The results are dramatic: we now have a range of six products that are based on GaAs and LDMOS process technologies, which can deliver 45 and 55% efficiency over bandwidths of up to 500 MHz–3 GHz (figure 1 and table 1). These can utilize more than 75% of the devices rated narrowband P1dB output power capability, which is three times that of most transistors built with traditional approaches. Missing data The challenges of wideband design are often compounded by a lack of data provided by RF transistor manufacturers; data provided rarely reveal how devices would perform in a wideband application. Yet there are many instances where narrowband devices are marketed as suitable for broadband use, even though the data supplied fail to accurately characterize the performance for applications requiring greater than 2 GHz coverage. In many cases, narrowband data is only published at the high and low ends of the device s intended frequency range.
It is far more useful to publish gain, efficiency and output power at the "instantaneous bandwidth", which is the device performance in an RF fixture with bias circuitry and matching network in place. The device can then be tested from one end of the frequency band to the other, with no changes required to the circuit or device. This differs from testing a device at a range of frequencies in various test fixtures, each attuned to work well at a single frequency.
Our PowerBand data sheets list instantaneous bandwidth RF performance and narrowband RF performance in the RF specifications section. Source and load impedances are also provided along with RF gain, efficiency and P1dB output power performance levels in the form of a table. These data have been generated by placing a given device in the stated impedance environment across the entire band of operation in 100 MHz increments. In addition, optimal input and output impedance of the matching network from the low end to the high end of the band is provided graphically on a Smith chart.

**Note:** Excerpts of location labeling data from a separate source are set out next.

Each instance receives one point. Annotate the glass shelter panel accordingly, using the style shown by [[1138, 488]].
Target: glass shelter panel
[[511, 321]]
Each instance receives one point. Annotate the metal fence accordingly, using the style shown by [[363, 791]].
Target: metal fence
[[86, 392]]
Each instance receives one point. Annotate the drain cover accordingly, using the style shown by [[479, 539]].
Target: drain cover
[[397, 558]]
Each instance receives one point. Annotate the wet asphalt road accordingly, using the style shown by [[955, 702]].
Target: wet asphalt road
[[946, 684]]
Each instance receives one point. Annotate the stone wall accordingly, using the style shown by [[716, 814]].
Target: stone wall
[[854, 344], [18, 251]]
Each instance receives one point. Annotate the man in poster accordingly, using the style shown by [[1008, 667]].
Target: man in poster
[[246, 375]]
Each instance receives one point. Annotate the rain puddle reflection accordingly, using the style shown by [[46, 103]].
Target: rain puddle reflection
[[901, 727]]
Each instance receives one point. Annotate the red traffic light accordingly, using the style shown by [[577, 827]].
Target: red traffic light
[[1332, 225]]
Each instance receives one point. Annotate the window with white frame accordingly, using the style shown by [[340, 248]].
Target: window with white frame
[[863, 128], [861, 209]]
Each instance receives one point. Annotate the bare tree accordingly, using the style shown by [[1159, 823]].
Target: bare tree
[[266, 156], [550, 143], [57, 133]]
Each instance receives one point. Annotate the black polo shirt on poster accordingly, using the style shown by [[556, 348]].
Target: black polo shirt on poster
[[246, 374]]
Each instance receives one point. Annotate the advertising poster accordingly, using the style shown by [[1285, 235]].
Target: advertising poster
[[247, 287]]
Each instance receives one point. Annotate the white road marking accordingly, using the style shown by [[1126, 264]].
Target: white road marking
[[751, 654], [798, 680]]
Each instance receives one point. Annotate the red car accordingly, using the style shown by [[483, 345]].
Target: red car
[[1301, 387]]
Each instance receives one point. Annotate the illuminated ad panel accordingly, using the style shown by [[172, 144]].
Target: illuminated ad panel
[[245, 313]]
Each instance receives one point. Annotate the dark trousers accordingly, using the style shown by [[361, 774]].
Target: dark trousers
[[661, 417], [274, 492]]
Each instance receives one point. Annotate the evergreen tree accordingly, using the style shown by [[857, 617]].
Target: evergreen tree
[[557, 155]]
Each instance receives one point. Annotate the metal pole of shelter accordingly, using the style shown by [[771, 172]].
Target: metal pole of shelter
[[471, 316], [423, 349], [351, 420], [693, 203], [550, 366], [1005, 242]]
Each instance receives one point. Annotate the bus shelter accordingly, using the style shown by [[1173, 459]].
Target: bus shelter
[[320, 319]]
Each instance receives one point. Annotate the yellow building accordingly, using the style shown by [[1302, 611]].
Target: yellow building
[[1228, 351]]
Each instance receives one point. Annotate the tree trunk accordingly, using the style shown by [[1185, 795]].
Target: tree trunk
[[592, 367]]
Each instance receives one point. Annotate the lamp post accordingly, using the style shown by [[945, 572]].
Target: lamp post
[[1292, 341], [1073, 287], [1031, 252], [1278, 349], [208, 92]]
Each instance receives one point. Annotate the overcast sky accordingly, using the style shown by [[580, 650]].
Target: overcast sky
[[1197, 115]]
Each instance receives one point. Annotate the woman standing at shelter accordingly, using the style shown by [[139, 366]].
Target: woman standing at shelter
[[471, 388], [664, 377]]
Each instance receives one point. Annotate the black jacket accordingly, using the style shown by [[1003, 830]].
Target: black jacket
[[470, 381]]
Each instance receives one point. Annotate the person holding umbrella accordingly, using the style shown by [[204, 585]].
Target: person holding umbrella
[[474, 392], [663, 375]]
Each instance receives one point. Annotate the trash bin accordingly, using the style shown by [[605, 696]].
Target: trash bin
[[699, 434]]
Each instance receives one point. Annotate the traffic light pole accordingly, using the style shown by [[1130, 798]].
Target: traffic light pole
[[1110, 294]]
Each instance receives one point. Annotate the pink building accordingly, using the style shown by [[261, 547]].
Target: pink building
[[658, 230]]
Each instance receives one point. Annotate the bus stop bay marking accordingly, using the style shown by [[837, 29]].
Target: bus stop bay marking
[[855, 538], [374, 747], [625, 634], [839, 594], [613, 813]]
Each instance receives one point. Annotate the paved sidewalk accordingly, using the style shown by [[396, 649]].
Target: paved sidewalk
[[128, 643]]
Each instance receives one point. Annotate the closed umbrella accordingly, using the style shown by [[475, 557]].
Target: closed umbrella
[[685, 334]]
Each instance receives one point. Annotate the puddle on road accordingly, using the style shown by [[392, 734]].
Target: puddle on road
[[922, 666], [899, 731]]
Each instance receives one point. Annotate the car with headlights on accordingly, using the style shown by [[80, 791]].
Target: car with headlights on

Broadband designers benefit from narrowband data, because they expose the degree of trade-off between wideband and narrowband performance. They also allow engineers to design narrowband amplifiers and exploit the benefit of greater flexibility compared with internally matched devices, thanks to the application of a single device to multiple product platforms. For example, two-way communication radio manufacturers produce a family of radios operating at different frequencies. In this case, one PowerBand device can serve three or more designs, whereas the traditional approach requires a different internally matched transistor for each application variation. Broadband amplifiers can also aid non-telecom systems designers, which often struggle to source internally matched RF power transistors that can operate in their band of interest.
There is no getting away from the fact that high-power amplifier design is difficult, and high-power, broadband design pushes that even farther. Until now, performance-reducing compromises were inevitable to meet the operating goals. But thanks to PowerBand, breakthrough levels of efficiency plus greater bandwidth coverage are now possible from RF transistors with output power levels of 10 W (P1dB CW) and 50 W (P1dB pulsed). We are aware that many applications require even higher output power and we plan to introduce a GaN-based 100 W P1dB CW device to the PowerBand portfolio.